Ano de 1977, eu já com quinze anos, atrasadíssimo nos estudos ainda cursando a quinta serie. Estudava no Colégio Municipal Padre Luis Palmeiras, na cidade de Simões Bª. Não só eu! Uma "reca" de garotos da mesa idade tentava ali o melhor oferecido pelos pais pauperismos.

Lá eu conheci Cicero. Um garoto que veio do Ceará com pai e mãe para trabalhar na casa do chefe da estação da leste. Garoto difícil de se dar. Tinha estatura mediana, olhos negros e bem vivo, o cabelo era de dar inveja a qualquer espiga de milho colhida fora da época. Roupas bem polidas, pois a mãe tinha um cuidado sem fim com o filho único e o chamava carinhosamente de: Belo. Cicero era calado, tava sempre no mundo da lua, não prestava atenção nos dizeres da professora e quase nunca reuni-se com a turma para uma resenha. Mas mesmo assim chamou a atenção de Aidê. Uma garota a frente de seu tempo, mais conhecida por nota 4 (na época as letras AI representava as notas de 0 a 4), esperta, risonha e que a todos cativava com sua graça e sagacidade. Foi causa da admiração de todos vê-la desfilando com Cicero quadra afora na hora do recreio e passou a ser comum os dois passeando pelos trilhos ao fundo do mercado um lugar bom para namorar.

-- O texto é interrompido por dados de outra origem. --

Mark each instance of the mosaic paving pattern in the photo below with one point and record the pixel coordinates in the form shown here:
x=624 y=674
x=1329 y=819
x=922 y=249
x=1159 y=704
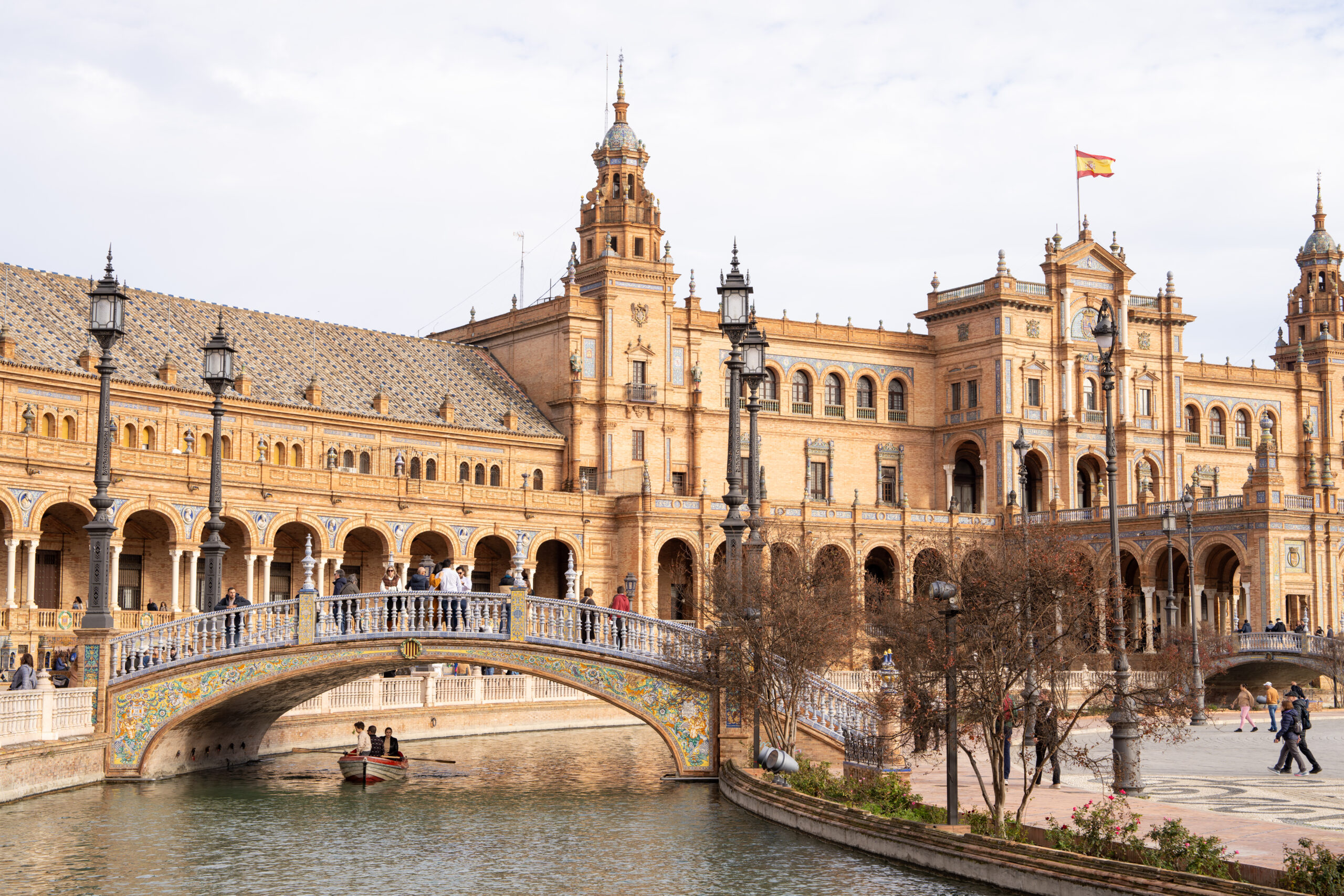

Isso não demorou muito dias. Aidê passou a falar mal de Cicero para todos os que perguntava e não perguntava. A conversa era sempre a mesma: ele fuma tanta maconha, que beija mais o pinto não reage! Dei o fora nele.
Pronto! Daquele momento em diante a vida do garoto transformou-se em um inferno. De Cicero Belo passou a ser chamado de: "Belo do pinto mole". Ele não tinha paz e a turma não perdoava. Não teve outro jeito. A mãe foi avisada, e apareceu no colégio queijosa.

Passados de 15 a vinte dias ele apareceu na portaria do colégio. Cabelo cortado baixo, vestido em uma bermuda feita de uma calça USTOP, e uma "capanga" feita com as pernas da calça, era moda na época! Um estilo Hip. Estava mudado. Risonho e falante. La estava belo, nem ligando para os poucos que ainda insistia a chama-lo de pinto mole. Não demorou muito apareceu Aidê e uma turma de amigas. Mais espanto ele se aproximou a beijou no rosto e conversaram por mais de meia hora. Assim falou uma amiga comum que ele disse estar mudado, parou com a maconha e queria uma chance com ela.

A diretora Catariana, uma mulher austera, esposa de um tenente do exercito não era de brincadeira. Reuniu todos os alunos na quadra e o aviso foi único. Estava proibido o termo pinto mole nos arredores do colégio, quem desobedecesse estaria expulso automaticamente. Mas já era tarde. Na praça, no mercado, na lanchonete do cabeça onde todos se reuniam a conversa era sempre a mesma, já não só os alunos o tratava assim,mas também muitos adultos das redondezas. E o garoto desapareceu do colégio.

Foi uma das cenas mais linda já vista por ali. Saíram os dois, passaram frente a prefeitura, desceram a rua do mercado e seguira de mão dadas pelos trilhos que seguia em direção da casa grande da estação. Foi a ultima vez que se teve noticia de Cicero belo.

O corpo de Aidê foi encontrado dois dias depois na Bª 093 uma ligação entre a BR324 e a BR101. Uma grande perfuração no crânio feita por uma pedra encontrada junto ao corpo e uma pagina de caderno amassada com letras grande dizia assim: Continuo Belo, pena que você não soube me amar.